Qualcomm buys Arteris IP assets; ARM study shows 75% of biz leaders actively investigating IoT; Mentor teams with TSMC on ESD checks for IP.


Qualcomm bought some of ArterisIP assets and the bulk of its French design team, but Arteris remains a viable company with a NoC product, customers, and an infrastructure.

ARM released a study, in conjunction with the Economist Intelligence Unit, that shows 75% of global business leaders are actively researching opportunities on the Internet of Things. The report says the five barriers for companies increasing the use of the IoT are lack of employee skills, lack of senior management commitment, lack of an obvious tie between products and the IoT, immature standards, and the high cost of investment required for the infrastructure.

Mentor Graphics teamed up with TSMC to do electrical reliability checking for IP. The deal is aimed at identifying potential problems with electrostatic discharge and electrical overstress before chips are manufactured. What used to be afterthoughts are now part of the rule checks as the amount of third-party and re-used IP in designs continues to climb.

Cadence uncorked a testbench analysis tool for interconnects throughout the ARM-based SoC design process.

In a similar move, Synopsys extended its own exploration tools for ARM’s AMBA 4 Interconnect-based multicore SoCs to identify performance bottlenecks. Synopsys also rolled out verification IP for ARM’s Coherent Hub Interface.
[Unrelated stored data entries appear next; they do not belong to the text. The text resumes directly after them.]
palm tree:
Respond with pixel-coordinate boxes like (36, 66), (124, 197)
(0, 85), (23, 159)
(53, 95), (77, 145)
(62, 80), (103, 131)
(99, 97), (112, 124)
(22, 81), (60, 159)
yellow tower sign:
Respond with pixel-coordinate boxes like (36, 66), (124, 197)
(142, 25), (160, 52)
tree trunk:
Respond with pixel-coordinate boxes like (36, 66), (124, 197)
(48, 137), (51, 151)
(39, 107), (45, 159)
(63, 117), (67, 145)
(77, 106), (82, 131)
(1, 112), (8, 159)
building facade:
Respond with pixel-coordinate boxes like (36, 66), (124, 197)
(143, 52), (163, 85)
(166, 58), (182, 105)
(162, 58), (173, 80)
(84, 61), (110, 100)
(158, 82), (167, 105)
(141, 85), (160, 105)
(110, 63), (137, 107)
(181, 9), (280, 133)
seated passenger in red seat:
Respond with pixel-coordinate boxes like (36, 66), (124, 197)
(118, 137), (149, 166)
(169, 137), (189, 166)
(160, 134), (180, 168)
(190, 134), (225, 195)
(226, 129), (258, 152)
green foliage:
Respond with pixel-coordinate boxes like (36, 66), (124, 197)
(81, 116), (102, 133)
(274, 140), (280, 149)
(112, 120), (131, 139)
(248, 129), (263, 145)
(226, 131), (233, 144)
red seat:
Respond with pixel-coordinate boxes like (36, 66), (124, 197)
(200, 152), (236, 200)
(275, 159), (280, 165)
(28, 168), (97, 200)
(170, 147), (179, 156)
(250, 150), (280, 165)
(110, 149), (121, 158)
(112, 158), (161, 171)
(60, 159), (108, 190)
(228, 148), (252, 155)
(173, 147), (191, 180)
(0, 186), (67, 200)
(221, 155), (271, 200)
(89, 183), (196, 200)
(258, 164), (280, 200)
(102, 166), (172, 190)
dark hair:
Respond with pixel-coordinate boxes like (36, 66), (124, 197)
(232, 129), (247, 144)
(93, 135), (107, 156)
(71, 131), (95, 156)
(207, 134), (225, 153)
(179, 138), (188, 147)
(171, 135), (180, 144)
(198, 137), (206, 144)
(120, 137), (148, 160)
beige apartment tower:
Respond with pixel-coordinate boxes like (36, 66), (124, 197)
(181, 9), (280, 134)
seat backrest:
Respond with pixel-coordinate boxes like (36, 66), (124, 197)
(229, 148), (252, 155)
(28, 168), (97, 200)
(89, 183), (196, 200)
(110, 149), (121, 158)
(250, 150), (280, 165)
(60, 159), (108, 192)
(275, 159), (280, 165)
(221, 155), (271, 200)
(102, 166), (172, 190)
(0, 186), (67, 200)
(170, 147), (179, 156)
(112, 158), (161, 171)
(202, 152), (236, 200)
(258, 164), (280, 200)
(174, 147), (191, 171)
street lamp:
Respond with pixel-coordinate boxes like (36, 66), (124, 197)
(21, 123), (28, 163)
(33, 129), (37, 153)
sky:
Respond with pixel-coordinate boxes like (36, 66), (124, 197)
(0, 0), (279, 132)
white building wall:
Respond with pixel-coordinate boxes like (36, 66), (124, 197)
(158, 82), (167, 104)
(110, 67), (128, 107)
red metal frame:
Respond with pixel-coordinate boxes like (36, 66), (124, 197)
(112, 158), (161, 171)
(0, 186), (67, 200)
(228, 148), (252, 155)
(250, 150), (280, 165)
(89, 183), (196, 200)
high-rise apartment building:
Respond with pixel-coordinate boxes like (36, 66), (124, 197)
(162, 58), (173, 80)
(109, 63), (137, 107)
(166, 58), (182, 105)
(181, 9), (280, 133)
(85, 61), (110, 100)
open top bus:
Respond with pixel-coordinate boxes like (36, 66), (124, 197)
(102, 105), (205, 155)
ARM made a number of announcements at this week’s TechCon 2013. The company rolled out a suite of graphics processing technologies, boosting energy and efficiency by about 400% over a previous generation.  ARM also won a deal with Connexion for its Sensinode software for the Internet of Things. And the company launched an interactive, online platform to foster collaboration across its ecosystem.